Cooperstown Memories: Baseball, Opera, Small Towns
By August 17, 2015 0 1337
•Before we travel to a new place, we stuff our luggage full. We pack the things we know and remember. We pack expectations, a kind of act of the imagination about how things might be, what we’ll see and feel. We pack our own memories.
We went to Cooperstown in upstate New York. We came initially because of opera—the Glimmerglass Festival and its artistic director Francesca Zambello, who also runs the Washington National Opera. We came also because of the church of baseball, the Baseball Hall of Fame in Cooperstown, where baseball’s inventor or grand developer Abner Doubleday lived. It is not the house that Babe Ruth built, but it is where he and hundreds of baseball’s finest are honored pretty much forever.
We discovered, too, that Cooperstown was founded by the father of James Fenimore Cooper, the town’s most famous author and America’s first novelist of any note, best known for “The Last of the Mohicans.”
Armed with this, we noted the presence of the Fenimore Art Museum, alongside the expansive and beautiful Leatherstocking Golf Course, which is part of the more than 100-year-old Otesaga Resort Hotel, and also runs across Lake Street, next to the modestly titled Farmers’ Museum. If you stay on that road and drive all the way around the lake, you will end up where you started: on Main Street in Cooperstown.
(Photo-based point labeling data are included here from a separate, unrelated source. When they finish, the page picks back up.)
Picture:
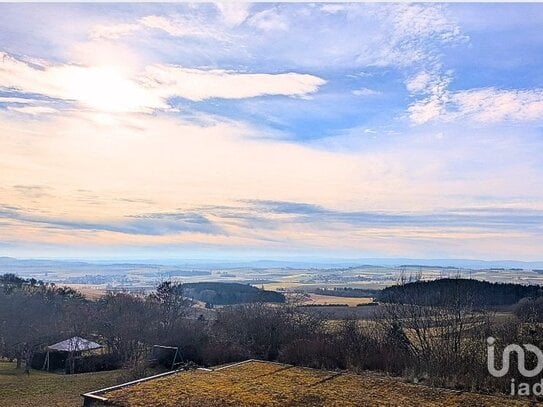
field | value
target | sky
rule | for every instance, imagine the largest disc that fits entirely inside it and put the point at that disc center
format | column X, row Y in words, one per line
column 238, row 130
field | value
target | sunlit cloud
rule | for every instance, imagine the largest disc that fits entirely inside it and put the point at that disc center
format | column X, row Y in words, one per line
column 344, row 129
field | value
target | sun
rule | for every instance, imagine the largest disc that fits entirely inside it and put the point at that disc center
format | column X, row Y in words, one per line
column 107, row 89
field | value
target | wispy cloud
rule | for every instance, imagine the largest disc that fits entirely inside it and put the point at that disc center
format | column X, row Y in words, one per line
column 151, row 224
column 486, row 105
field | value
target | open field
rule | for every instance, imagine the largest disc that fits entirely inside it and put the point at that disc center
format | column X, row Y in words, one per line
column 318, row 299
column 256, row 383
column 48, row 389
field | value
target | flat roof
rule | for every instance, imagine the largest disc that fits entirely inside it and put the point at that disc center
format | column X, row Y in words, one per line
column 259, row 383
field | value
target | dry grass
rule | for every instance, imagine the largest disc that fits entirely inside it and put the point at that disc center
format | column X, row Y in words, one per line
column 48, row 389
column 267, row 384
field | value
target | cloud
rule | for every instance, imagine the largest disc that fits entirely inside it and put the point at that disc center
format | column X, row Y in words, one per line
column 483, row 105
column 234, row 14
column 113, row 31
column 365, row 92
column 34, row 110
column 198, row 84
column 177, row 26
column 105, row 88
column 269, row 20
column 484, row 218
column 152, row 224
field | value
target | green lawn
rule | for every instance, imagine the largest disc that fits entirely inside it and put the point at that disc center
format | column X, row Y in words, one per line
column 49, row 389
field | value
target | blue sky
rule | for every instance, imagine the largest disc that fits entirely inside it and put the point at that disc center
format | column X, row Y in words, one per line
column 209, row 130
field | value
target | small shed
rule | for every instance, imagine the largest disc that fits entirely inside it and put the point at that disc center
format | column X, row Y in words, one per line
column 72, row 346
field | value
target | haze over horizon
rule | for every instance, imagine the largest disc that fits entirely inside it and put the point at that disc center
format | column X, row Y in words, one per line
column 245, row 131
So, I came to Cooperstown already armed with some notions and memories. I—as well as my boon companion and partner—grew up in small towns, with similar populations and tropes, in Ohio and Pennsylvania, respectively. I came to Cooperstown as an erstwhile German immigrant who spent the 1950s following the Cleveland Indians in their annual baseball wars with the New York Yankees, part of a youthful love affair with baseball that has never much abated. I thought it cannot get much better than this: baseball, opera, small town and James Fenimore Cooper, whose works I had only experienced in their Classic Illustrated comic book versions or as movies.
We stayed on the outside of the town at a Best Western Plus, where in the morning you could see mist and fog on the hills outside. We made our way into town—you hit Main Street at the town’s only stoplight—and I soon found out that everything I thought I knew was incomplete.
Cooperstown is a real place, not just the Hall of Fame.
If you’re an outdoor person, there are plenty of parks and recreational offerings—boating, biking, hiking, fishing. There are plenty of restaurants, farmers’ markets, distilleries and regional breweries. The influence of Whole Foods is not much in evidence.
Drive into town for the first time, and you’ll see the sign Redneck Barbecue brashly displayed on a roof in big colors.
This co-mingling of informality works its way through the town and the places you’ll see, oh my—even to some degree at elegant, impressive Otesaga Resort Hotel, the flagship of accommodations for the area. Buffet and lunch breakfast are a welcome offerings for travelers as well as guests, where eating by the window seats or outside retains an elegant, peaceful feeling. It makes you want to read a book by Henry James.
This probably comes as no surprise, nor is the excellent quality of the art works in the Fenimore Museum, including special exhibition currently of the works of Maxwell Parrish, as well as an impressive array of Native American art, among others.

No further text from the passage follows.